With Easter coming up this weekend, the only things I’ve been able to think of lately are all the traditions I grew up with.
Easter time meant family time and family time meant grandparents. I used to beg my mother and grandmother to boil as many eggs as they could. With fingers stained with dye and smelling of vinegar, I’d sit at the kitchen table for hours, happy with only a little encouragement: “Yes, Lauren. They look pretty.”
My sister and I grew up with Easter eggs and Easter baskets—plus a Sunday egg hunt in my grandmother’s backyard, with eggs stashed behind swimming pools, in the cracks of tree branches, and deep in the gardens full of hydrangeas.

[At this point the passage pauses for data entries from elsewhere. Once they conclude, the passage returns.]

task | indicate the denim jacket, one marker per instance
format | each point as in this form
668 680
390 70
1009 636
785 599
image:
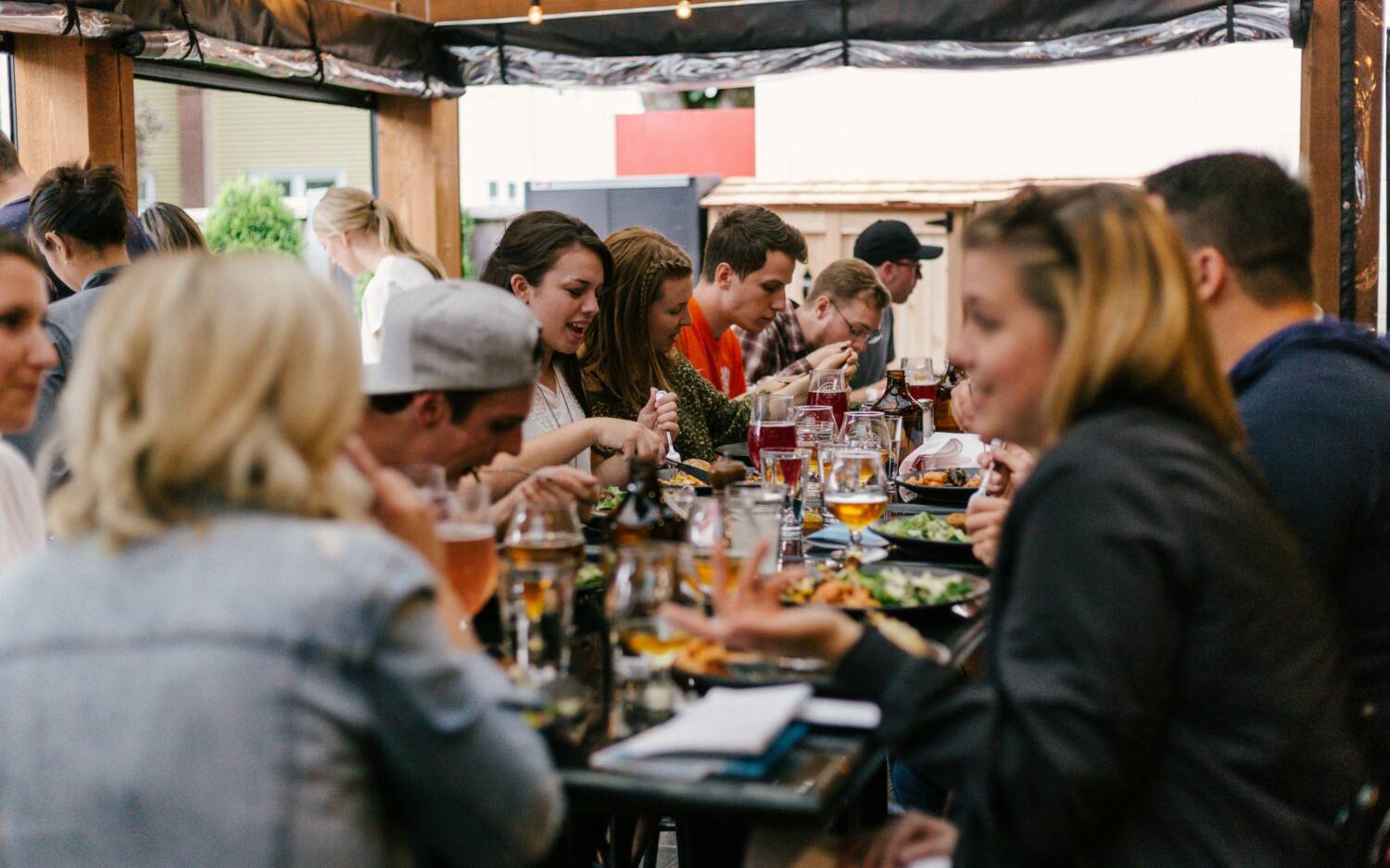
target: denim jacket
255 690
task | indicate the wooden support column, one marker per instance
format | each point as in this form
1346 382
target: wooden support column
74 100
417 171
1346 183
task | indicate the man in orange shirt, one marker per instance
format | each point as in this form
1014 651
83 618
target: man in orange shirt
748 261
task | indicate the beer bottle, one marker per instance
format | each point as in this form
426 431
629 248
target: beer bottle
644 515
903 413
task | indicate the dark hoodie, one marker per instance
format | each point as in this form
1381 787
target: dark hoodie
1315 399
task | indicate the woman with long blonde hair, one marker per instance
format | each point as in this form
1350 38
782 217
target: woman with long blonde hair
363 233
221 648
630 350
1164 684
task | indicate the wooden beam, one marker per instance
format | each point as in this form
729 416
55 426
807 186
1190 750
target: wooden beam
74 102
417 158
486 10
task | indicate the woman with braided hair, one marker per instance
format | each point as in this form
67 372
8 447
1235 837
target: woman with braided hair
361 233
630 353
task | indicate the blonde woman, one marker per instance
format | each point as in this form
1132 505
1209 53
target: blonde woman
221 660
1164 684
361 233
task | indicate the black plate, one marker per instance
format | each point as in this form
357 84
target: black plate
936 551
945 496
928 615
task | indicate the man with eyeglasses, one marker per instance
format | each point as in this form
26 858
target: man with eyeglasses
839 321
895 255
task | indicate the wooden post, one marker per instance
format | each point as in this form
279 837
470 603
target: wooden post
74 102
417 170
1345 260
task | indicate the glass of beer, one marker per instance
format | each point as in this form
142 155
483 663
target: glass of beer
856 492
470 547
544 548
644 645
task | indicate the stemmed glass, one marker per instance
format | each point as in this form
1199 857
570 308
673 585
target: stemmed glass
644 645
856 492
544 547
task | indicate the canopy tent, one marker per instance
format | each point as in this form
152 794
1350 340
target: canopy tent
728 44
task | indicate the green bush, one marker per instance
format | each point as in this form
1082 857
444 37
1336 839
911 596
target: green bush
252 217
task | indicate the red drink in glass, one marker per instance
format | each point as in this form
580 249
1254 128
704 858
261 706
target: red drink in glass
769 434
839 402
922 392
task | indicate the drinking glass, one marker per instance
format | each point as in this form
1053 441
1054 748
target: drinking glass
544 547
784 472
830 389
856 492
644 645
770 425
470 546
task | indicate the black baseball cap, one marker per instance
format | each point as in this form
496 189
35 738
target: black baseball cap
891 239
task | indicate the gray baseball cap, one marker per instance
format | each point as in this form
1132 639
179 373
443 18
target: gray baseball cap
455 335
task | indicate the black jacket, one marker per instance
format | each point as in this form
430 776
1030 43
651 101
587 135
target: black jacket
1164 685
1315 399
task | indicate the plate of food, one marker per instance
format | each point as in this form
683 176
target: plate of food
701 664
915 593
950 487
933 535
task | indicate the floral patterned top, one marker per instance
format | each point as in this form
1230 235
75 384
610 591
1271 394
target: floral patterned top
708 417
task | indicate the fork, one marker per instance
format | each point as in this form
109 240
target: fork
675 457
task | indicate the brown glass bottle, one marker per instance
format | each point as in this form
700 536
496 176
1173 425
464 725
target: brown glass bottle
897 405
642 515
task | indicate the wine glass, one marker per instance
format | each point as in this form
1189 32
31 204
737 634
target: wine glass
770 425
644 643
856 492
544 547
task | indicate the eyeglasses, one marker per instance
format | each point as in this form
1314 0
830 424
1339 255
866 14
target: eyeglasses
914 264
858 331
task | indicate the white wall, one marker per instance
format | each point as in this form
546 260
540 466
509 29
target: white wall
519 133
1114 119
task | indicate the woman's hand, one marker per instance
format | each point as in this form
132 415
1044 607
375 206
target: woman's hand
984 521
1012 467
661 414
398 506
752 617
912 837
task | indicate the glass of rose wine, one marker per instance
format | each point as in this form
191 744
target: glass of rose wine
856 492
830 389
770 425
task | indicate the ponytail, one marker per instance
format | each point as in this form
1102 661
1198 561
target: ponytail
348 208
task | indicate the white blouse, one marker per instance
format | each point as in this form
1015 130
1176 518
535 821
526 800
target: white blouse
21 509
394 275
552 410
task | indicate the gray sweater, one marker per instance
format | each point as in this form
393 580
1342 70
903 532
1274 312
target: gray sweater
259 690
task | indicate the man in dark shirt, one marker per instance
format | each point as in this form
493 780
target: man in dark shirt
1314 394
16 186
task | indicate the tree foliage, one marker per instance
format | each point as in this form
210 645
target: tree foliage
252 217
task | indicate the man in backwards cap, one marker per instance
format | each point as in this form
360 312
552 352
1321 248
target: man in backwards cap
895 253
459 363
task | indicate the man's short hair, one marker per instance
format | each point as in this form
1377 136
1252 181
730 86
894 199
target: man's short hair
8 157
461 403
848 280
1250 210
745 236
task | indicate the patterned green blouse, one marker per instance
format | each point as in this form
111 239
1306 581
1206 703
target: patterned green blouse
708 417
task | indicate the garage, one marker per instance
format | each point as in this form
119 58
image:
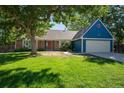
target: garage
97 46
95 38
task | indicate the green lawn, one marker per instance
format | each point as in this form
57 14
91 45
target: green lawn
20 70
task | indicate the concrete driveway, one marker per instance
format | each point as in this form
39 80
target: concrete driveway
113 56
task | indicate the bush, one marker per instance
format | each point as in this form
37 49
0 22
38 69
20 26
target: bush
66 46
22 50
41 49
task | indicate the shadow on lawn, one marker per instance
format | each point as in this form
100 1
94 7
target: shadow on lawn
9 57
100 61
24 78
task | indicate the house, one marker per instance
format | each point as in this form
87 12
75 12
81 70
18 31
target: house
95 38
52 40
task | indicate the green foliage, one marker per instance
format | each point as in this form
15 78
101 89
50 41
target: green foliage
24 71
66 46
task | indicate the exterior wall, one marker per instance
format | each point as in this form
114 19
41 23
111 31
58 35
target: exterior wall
26 43
18 44
56 45
48 45
77 45
41 44
85 40
98 30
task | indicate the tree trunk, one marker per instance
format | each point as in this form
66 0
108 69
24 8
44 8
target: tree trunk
33 43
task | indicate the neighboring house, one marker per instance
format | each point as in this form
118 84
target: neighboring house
52 40
95 38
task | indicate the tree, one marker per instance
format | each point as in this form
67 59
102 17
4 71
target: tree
115 22
28 20
33 20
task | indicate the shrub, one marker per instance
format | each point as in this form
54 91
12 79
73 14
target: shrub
66 46
41 49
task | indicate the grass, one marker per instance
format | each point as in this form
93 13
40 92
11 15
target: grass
21 70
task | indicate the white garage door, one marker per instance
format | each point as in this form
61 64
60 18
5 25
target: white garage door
97 46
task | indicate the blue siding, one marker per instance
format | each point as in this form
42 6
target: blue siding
111 45
77 45
84 45
98 30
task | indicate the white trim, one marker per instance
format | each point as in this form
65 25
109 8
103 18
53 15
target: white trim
90 27
93 25
106 28
99 38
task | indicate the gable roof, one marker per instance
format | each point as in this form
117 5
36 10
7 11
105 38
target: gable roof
84 31
58 35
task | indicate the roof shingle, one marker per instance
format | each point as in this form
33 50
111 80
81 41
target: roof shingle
58 35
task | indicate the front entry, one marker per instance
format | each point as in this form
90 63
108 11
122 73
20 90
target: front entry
49 45
97 46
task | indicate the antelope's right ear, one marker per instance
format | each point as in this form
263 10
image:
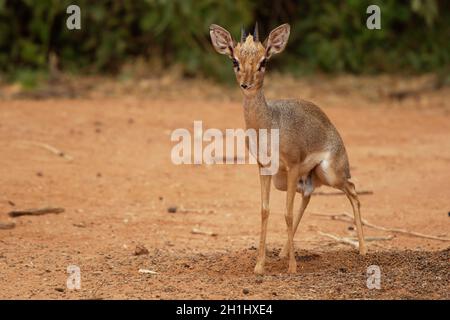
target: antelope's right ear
221 40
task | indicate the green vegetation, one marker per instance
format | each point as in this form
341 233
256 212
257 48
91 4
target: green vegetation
327 36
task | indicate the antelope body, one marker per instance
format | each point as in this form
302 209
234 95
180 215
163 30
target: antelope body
311 151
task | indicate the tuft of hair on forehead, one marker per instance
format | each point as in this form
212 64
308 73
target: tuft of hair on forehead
250 47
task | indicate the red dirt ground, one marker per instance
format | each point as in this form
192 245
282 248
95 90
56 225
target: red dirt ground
120 183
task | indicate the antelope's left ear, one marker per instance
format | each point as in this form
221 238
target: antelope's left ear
277 40
221 40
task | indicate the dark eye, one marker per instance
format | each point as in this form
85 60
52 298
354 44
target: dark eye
262 64
235 64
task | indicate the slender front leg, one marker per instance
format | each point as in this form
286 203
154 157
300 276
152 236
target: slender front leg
305 201
291 190
350 191
265 195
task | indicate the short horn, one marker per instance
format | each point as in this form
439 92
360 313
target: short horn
256 32
243 36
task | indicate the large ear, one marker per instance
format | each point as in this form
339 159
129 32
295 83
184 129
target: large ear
277 40
221 40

When my grandmother passed away, the traditions continued. I remember my mother and I reminiscing: “We’ll dye one hundred eggs this year—in her honor.” We never dyed one hundred eggs—who could eat one hundred eggs? But we have continued the tradition every year, thinking of her every time.
At nineteen and twenty-four years old, my sister and I will sit down at the kitchen table this weekend—me home from college and her home from Spain. Her boyfriend joining us this year—home with her from Morocco and new to the tradition. A sign of things changing, but still staying the same.
We will sit at the kitchen table and dye Easter eggs in my grandmother’s honor.